The more specific & concrete application of such precepts become much more problematical for thornier issues, e.g. bioethical realities regarding gender, sex & life issues.

A society’s laws & rules reflect a shared public reason & shared evaluative dispositions. It’s this overlapping consensus of mid-level principles & these mutual intuitions of common sensibilities that, together, constitute a relatively stable, wide, reflective equilibrium of moral reasoning.

Over against any Ethical Chicken Little hysteria, then, an ethical pluralism, grounded in a fallibilist epistemology & probabilist deontology, notwithstanding some unavoidable degree of inconsistency, need not explode into an ethical incoherence or moral relativism, much less trivialism.

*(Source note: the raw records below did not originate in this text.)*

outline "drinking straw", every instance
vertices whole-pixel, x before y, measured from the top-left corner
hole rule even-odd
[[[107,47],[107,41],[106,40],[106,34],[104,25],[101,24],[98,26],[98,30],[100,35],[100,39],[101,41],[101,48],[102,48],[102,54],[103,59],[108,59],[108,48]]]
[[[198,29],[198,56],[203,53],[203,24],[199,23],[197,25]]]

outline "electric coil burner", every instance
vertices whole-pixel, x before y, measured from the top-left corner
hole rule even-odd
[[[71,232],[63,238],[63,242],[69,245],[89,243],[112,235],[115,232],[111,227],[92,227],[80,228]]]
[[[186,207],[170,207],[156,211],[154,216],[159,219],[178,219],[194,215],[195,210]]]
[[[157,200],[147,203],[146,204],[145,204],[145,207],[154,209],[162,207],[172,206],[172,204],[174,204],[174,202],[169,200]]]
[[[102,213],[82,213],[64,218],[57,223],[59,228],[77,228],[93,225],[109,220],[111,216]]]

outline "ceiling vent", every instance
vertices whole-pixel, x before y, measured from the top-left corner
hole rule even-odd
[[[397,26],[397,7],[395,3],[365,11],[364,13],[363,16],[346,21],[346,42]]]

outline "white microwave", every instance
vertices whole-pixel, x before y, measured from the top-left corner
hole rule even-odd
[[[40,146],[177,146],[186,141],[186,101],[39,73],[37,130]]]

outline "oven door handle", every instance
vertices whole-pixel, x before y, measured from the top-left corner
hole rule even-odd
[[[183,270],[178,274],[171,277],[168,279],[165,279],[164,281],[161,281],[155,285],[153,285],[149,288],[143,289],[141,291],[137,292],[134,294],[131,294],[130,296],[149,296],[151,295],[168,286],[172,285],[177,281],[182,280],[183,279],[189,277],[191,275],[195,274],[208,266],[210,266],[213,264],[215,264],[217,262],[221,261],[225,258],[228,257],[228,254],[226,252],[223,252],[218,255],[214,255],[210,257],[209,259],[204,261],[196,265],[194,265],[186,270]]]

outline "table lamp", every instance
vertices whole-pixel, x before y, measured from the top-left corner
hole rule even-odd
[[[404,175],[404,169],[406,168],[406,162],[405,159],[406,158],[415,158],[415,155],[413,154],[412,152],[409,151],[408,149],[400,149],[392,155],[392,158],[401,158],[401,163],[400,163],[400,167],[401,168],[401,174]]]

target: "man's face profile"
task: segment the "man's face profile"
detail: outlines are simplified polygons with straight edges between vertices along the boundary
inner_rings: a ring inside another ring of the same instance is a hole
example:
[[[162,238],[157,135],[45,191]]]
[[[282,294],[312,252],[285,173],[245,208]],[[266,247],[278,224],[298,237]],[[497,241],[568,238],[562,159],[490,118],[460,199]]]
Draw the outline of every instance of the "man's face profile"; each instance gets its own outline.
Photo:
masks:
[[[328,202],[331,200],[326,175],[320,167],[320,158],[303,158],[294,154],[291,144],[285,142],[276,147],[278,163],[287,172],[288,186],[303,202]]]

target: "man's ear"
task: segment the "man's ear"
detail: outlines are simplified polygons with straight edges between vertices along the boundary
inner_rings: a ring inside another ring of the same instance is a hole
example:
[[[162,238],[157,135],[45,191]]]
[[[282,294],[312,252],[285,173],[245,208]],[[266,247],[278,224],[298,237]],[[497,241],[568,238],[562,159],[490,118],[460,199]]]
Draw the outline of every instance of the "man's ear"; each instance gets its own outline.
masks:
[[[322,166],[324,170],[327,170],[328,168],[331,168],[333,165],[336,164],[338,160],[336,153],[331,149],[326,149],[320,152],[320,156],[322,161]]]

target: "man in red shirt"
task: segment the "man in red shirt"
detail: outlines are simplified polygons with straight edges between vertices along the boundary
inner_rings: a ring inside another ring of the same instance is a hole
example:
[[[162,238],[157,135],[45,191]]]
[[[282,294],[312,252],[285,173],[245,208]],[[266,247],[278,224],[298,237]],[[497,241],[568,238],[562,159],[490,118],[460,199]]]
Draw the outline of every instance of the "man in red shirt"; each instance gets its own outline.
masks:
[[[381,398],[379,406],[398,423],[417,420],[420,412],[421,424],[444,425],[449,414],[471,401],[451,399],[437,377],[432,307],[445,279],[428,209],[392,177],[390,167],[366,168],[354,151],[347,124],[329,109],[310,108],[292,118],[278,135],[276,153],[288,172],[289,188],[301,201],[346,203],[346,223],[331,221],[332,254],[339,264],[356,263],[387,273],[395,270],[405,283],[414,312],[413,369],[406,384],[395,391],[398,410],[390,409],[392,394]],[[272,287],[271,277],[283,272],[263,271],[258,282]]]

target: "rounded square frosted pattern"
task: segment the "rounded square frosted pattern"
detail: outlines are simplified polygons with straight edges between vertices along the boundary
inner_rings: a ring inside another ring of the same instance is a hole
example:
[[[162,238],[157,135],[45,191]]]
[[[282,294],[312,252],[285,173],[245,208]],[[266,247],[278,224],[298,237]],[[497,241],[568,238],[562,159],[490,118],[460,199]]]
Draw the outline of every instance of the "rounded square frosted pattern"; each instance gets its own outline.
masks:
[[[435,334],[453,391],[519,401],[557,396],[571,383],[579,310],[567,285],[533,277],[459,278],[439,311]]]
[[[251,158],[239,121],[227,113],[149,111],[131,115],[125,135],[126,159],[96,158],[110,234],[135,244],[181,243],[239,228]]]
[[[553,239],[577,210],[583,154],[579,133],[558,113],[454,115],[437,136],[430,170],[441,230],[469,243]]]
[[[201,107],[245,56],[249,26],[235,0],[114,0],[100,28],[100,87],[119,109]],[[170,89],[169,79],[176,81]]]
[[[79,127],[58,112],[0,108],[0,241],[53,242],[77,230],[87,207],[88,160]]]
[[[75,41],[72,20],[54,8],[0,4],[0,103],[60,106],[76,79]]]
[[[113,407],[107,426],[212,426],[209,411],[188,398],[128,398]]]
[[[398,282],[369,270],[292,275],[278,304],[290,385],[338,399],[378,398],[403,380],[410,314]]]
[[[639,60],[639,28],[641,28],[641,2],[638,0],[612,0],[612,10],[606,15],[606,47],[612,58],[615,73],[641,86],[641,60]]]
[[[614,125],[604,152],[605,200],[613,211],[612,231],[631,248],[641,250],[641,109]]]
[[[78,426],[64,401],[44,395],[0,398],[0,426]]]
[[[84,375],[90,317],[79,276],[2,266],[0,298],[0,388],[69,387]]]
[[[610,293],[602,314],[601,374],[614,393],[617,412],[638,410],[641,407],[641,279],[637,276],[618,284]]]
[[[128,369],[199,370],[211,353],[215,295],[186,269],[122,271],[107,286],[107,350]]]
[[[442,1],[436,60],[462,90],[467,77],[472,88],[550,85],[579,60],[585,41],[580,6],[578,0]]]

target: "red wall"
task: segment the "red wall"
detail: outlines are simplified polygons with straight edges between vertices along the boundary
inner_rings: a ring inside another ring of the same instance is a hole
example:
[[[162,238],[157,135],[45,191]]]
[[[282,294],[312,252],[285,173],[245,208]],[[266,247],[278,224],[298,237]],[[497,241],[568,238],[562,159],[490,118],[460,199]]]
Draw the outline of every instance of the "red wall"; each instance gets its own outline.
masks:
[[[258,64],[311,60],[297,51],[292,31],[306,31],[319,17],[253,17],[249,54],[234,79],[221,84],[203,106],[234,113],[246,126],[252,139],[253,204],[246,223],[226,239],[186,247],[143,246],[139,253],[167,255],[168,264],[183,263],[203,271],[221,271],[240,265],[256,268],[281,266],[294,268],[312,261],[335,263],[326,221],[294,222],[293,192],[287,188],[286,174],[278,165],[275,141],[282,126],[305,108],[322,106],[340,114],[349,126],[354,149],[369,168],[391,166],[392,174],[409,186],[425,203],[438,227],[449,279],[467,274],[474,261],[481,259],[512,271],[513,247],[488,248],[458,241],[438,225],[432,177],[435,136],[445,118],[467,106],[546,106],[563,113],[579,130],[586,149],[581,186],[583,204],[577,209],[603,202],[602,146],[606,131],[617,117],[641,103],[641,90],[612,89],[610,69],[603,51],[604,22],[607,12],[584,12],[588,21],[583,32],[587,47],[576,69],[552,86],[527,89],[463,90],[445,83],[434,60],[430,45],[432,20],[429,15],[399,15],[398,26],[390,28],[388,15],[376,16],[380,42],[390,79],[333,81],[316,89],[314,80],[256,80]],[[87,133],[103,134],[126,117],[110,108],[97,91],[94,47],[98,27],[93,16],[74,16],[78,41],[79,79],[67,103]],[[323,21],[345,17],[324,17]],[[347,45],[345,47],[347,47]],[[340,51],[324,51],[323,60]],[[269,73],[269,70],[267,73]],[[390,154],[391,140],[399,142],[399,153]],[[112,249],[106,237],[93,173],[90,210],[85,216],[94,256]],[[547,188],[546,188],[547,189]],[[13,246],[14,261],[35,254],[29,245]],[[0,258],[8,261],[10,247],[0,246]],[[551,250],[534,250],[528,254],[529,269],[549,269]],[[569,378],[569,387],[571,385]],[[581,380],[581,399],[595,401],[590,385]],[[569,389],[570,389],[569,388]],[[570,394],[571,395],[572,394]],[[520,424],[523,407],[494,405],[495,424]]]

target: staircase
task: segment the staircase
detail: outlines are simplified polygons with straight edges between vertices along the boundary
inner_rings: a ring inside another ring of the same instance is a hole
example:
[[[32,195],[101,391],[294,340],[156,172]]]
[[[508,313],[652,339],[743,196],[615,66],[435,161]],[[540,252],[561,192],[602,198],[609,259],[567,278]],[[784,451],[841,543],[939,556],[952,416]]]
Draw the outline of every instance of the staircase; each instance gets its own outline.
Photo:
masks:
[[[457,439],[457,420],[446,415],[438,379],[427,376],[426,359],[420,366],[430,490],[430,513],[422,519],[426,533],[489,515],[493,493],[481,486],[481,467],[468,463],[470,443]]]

Pluralistic societies can have different cohorts of naïve realists, each which may subscribe to its own particular, foundational moral theory with its distinct metaphysical commitments. Such cohorts will tend to imagine that a pluralistic society’s moral slopes are far more slippery than they actually are because they fail to recognize the limited relevance of their own theories & commitments to a given society’s maxims, rules & norms. They also tend to ignore the resilience & relative stability of the above-referenced reflective equilibrium, grounded as it is – not just in formal logic, but – in deeply felt evaluative dispositions, common sensibilities & ethical intuitions, which certainly can reflect an inchoate grasp of the natural law, secured by connatural inclinations. This remains the case even when such a grasp of the natural law remains rather difficult to articulate by formal argument (and not just difficult for the vox populi but also for the ethical literati).

Such a stable reflective equilibrium will generally stand in the way of any cascading of consensually, morally repugnant outcomes, when otherwise specific incremental changes are effected in societal rules & norms.

This is to recognize that Ethical Chicken Littles will too often make much ado about their own arguments, which are not more universally compelling, sometimes, because their logic is simply flawed, if not due to validity, then, by unsoundness; sometimes, because certain maxims, rules & norms have established their coherence & resiliency less so by formal argumentation, more so by innate connatural inclinations & subconscious social formations.

As with other apparent inconsistencies, dilemmas, aporiae or paradoxes, human common sense & sensibilities can often evade ethical conundra, practically, via reductio ad absurdum, while patiently abiding either their dissolutions via paradigm shifts or resolutions via dialectics.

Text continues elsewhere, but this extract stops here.